Salin Artikel

Fakta Lengkap 3 Siswa SMK Hilang 9 Tahun Saat Magang, Dijual Calo hingga Berharap Kembali

KOMPAS.com - Tiga orang siswa SMK N 1 Sanden, Bantul, Yogyakarta yang berangkat praktik kerja lapangan (PKL) di Pelabuhan Benoa, Bali, sembilan tahun yang lalu hingga sampai saat ini belum kembali.

Diketahui, ketiga siswa SMK tersebut dijual calo ke perusahaan kapal.

Ketiga siswa tersebut yakni Agiel Ramadhan Putra, Ignatius Leyola Andrinta Denny Murdani, dan Ginanjar Nugraha Atmaji.

Berbagai upaya dilakukan orangtua mereka untuk mencari keberadaan anak-anaknya, sampai akhirnya hanya bisa pasrah dengan keadaan yang dihadapi.

Bahkan, Lucia Martini salah satu orangtua dari tiga siswa tersebut berharap anaknya kembali dan mengetuk pintu rumah.

Berikut fakta lengkap 3 siswa SMK dijual calo ke perusahaan kapal:

Riswanto Hadiyasa menceritakan awal mula anaknya, Agiel Ramadhan Putra menghilang dan tidak pernah ditemukan selama 9 tahun.

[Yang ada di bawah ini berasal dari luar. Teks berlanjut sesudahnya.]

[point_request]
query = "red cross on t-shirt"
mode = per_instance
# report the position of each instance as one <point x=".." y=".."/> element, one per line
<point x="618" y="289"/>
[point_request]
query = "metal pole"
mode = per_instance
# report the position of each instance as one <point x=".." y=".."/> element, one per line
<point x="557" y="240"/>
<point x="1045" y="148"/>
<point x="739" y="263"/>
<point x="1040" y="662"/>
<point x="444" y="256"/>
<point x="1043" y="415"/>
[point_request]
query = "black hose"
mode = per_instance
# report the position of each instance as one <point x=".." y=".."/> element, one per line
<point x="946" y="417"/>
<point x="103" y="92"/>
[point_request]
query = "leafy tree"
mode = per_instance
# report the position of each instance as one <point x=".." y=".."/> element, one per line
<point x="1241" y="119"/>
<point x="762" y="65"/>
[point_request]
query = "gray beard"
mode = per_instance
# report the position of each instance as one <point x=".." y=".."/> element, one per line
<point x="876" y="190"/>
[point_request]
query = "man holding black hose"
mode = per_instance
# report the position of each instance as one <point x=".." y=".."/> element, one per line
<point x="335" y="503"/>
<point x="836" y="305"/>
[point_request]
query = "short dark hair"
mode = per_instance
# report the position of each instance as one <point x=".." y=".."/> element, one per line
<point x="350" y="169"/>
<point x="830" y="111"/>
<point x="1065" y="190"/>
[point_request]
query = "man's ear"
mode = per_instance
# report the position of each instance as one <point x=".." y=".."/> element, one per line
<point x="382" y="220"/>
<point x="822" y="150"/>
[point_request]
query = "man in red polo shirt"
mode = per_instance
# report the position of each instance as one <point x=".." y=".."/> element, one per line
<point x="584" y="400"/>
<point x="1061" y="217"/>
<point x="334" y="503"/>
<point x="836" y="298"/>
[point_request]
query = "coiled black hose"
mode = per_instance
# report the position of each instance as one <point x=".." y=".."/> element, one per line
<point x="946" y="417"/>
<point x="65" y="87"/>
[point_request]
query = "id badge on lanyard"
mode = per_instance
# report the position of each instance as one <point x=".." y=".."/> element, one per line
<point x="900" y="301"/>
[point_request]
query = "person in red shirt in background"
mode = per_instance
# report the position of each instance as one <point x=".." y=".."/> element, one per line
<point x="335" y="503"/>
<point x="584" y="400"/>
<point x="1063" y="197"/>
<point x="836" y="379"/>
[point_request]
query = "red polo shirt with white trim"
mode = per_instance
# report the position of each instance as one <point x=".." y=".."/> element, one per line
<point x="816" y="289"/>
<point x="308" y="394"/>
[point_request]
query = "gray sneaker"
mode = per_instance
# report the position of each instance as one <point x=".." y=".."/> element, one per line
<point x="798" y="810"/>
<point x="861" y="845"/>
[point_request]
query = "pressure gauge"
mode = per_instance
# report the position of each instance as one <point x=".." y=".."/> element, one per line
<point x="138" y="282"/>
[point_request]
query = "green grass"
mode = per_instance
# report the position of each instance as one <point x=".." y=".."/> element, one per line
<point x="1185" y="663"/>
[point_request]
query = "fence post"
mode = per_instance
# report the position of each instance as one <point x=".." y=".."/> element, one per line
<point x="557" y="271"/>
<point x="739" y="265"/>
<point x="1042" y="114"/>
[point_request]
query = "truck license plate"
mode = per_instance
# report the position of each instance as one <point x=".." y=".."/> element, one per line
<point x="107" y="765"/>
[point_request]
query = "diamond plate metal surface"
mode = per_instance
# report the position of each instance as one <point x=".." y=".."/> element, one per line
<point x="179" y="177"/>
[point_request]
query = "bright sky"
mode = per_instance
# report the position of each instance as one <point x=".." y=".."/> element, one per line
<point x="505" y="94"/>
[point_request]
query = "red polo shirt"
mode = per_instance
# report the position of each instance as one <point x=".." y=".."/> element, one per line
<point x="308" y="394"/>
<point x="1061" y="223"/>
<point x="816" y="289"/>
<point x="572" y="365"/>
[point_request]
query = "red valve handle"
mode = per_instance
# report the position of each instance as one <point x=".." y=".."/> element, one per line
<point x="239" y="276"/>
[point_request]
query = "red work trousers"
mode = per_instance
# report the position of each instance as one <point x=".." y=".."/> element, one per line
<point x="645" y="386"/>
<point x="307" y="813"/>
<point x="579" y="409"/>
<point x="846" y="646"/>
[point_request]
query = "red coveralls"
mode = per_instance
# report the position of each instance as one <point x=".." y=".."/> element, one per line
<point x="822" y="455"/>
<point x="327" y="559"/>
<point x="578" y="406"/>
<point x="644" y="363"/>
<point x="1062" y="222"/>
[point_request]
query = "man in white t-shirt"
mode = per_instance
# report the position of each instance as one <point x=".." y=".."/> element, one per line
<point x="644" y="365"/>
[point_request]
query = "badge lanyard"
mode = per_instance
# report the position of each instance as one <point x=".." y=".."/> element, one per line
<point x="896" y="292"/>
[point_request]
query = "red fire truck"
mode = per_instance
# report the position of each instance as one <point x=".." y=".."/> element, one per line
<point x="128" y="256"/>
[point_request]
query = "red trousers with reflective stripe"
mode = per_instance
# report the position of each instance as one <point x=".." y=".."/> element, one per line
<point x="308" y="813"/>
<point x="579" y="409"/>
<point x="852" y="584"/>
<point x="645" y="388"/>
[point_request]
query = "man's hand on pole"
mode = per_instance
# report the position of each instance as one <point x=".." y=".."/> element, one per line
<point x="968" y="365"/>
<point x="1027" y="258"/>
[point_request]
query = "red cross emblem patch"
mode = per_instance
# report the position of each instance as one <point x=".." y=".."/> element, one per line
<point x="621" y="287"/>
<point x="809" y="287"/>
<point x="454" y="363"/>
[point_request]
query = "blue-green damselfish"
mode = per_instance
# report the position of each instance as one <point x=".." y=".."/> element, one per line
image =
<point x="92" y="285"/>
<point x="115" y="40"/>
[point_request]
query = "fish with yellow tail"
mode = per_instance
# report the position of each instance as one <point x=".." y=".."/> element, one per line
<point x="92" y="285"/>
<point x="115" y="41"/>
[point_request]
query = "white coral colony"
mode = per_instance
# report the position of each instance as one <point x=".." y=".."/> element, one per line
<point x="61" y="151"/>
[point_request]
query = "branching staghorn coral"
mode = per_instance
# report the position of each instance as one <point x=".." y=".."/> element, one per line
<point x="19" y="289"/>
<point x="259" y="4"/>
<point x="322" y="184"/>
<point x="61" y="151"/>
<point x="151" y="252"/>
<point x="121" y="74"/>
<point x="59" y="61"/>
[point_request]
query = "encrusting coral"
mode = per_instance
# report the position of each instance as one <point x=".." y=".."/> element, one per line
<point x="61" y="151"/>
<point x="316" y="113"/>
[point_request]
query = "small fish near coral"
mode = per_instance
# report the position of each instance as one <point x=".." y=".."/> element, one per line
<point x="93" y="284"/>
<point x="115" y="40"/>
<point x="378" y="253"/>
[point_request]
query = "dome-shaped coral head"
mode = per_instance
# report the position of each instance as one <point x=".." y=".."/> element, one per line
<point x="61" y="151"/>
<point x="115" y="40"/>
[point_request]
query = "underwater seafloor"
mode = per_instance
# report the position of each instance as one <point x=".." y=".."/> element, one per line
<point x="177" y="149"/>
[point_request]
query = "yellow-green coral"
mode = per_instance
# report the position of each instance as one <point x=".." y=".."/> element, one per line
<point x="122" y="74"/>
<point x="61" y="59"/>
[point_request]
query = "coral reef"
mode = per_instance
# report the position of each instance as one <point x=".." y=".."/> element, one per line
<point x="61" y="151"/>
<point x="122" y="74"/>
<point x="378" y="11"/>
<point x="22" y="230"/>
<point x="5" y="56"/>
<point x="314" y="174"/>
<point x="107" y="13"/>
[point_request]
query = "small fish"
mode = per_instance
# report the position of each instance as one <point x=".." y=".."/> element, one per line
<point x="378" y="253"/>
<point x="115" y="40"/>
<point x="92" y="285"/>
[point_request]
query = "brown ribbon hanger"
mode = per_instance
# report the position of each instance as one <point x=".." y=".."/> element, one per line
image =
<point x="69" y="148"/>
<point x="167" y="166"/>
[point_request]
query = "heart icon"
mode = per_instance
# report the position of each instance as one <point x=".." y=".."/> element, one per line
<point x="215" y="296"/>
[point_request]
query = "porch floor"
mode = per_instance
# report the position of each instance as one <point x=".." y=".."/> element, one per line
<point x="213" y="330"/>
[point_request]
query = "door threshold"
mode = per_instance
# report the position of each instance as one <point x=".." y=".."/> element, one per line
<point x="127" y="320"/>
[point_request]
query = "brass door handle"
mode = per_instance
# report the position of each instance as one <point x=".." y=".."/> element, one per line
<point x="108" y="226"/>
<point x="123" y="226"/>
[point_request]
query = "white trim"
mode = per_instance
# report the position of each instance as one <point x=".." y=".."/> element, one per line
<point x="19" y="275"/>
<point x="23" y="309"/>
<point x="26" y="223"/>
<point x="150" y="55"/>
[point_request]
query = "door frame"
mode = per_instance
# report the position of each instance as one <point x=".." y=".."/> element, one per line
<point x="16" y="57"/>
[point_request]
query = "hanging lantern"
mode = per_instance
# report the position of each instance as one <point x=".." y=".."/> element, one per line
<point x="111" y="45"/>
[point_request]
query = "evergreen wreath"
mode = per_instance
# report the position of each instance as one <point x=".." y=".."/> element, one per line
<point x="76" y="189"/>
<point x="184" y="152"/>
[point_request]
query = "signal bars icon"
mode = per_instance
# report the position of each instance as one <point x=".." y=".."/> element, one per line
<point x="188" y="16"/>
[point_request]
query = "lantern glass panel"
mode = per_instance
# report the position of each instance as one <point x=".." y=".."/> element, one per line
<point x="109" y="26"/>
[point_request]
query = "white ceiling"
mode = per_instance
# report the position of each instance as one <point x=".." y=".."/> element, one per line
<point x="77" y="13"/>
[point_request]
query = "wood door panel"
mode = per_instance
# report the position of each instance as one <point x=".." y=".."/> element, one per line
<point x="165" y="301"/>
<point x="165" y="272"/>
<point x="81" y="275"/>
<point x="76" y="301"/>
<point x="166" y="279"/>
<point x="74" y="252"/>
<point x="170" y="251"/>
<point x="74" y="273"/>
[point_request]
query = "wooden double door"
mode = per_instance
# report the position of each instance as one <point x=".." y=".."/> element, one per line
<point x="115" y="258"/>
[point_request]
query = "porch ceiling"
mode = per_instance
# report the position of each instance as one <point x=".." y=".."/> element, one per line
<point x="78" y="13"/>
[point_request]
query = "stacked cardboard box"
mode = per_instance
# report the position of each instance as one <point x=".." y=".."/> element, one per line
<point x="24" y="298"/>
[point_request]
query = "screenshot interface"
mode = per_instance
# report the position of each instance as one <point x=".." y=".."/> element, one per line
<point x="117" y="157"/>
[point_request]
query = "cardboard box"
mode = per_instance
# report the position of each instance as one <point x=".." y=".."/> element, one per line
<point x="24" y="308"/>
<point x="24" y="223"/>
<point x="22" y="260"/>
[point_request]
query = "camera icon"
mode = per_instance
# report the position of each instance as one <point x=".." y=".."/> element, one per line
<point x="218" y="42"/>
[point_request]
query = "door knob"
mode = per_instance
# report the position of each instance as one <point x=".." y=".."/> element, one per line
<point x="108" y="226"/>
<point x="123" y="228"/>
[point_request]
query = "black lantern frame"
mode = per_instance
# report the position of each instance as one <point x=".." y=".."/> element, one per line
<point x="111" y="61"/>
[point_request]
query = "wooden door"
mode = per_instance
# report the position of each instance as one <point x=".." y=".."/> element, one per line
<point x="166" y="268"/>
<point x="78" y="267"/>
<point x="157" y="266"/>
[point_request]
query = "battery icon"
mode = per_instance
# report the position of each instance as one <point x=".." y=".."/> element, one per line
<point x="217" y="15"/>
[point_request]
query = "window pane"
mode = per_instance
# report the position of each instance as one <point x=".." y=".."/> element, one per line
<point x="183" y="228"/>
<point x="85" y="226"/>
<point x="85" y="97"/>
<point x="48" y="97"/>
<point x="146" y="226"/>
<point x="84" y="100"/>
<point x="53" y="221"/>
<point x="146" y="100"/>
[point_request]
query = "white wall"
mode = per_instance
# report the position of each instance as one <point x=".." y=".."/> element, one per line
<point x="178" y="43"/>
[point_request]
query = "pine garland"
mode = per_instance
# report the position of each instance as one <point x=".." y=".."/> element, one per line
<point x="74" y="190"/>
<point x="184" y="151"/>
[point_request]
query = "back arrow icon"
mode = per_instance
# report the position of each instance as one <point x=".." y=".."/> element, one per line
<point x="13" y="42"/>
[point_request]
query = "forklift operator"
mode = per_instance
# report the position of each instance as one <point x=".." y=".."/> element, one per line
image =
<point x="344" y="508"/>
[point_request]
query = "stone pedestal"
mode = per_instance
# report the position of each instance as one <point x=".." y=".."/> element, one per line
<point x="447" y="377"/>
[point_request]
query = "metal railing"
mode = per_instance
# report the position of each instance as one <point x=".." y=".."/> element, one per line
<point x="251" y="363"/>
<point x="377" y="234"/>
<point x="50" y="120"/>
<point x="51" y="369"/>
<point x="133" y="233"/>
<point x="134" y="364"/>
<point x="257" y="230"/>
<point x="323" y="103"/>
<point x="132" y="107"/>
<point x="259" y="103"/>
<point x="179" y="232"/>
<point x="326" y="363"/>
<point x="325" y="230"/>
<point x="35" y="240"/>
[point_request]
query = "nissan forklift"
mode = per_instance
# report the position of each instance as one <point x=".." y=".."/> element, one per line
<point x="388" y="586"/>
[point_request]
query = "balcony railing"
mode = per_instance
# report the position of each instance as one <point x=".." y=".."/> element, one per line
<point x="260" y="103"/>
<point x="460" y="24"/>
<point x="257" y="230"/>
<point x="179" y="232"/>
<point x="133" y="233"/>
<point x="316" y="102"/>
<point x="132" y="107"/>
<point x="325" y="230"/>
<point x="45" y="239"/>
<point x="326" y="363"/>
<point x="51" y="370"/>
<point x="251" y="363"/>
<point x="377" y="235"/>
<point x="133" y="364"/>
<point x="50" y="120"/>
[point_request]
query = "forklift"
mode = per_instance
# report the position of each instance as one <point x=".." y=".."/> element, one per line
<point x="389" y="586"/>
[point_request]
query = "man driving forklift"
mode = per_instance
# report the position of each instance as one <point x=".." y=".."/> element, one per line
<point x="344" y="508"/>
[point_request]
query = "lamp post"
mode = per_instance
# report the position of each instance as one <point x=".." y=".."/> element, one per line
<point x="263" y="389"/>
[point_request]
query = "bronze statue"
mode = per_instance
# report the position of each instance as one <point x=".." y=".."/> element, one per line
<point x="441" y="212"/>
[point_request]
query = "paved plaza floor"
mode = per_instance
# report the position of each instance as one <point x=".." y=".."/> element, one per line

Riswanto mengatakan, waktu itu Agiel masih kelas 2 SMK dan akan berangkat PKL. Oleh pihak sekolah, Riswanto dan puluhan orangtua siswa lainnya diundang ke sekolah untuk mendapatkan sosialisasi.

Dalam sosialisasi itu, Kepala SMK N 1 Sanden, Ahmad Fuadi menyampaikan bahwa PKL yang resmi sebenarnya dilaksanakan di Pekalongan, Jateng, selama tiga bulan.

Namun, PKL dilaksanakan di Tanjung Benoa, Bali, selama tiga bulan dengan alasan di sana merupakan pelabuhan internasional.

Selain itu, anak-anak akan mendapatkan uang Rp 4 sampai Rp 8 juta.

Dalam sosialisasi juga diperkenalkan seseorang yang bernama Mugiri yang menurut dia sebagai guru pembimbing. Namun, belakangan diketahui bahwa Mugiri adalah calo tenaga kerja.

Dilanjutkan Riswanto, ketika anaknya dan para siswa di SMKN 1 Sanden akan berangkat untuk PKL di Bali, mereka harus mengurus KTP.

Padahal waktu itu Agiel berusia 16 tahun dan belum layak mendapatkan KTP.

Tanpa curiga karena sudah percaya pada sekolah, akhirnya para orangtua merelakan anak mereka melaksanakan PKL di Tanjung Benoa.

Setelah beberapa bulan anaknya mengikuti PKL, Riswanto tidak menaruh curiga hingga akhirnya ia menerima surat dari PT Sentra Buana Utama tertanggal 2 Maret 2010, memberitahukan bahwa KM Jimmy Wijaya tempat Agil bekerja hilang kontak per 6 Februari 2010 pukul 04.00 WIT.

Riswan menerima surat dari petugas pos perihal kabar kurang sedap itu. Dalam surat itu disebutkan Agiel bekerja mulai tanggal 27 Februari 2010.

"Saya percaya itu PKL, dapat surat ditujukan kepada saya orangtua, dalam surat itu lost contact. Di situ saya kaget, kok di sini dapat dari PT, setahu saya anak lagi PKL," katanya saat dihubungi, Selasa (3/9/2019).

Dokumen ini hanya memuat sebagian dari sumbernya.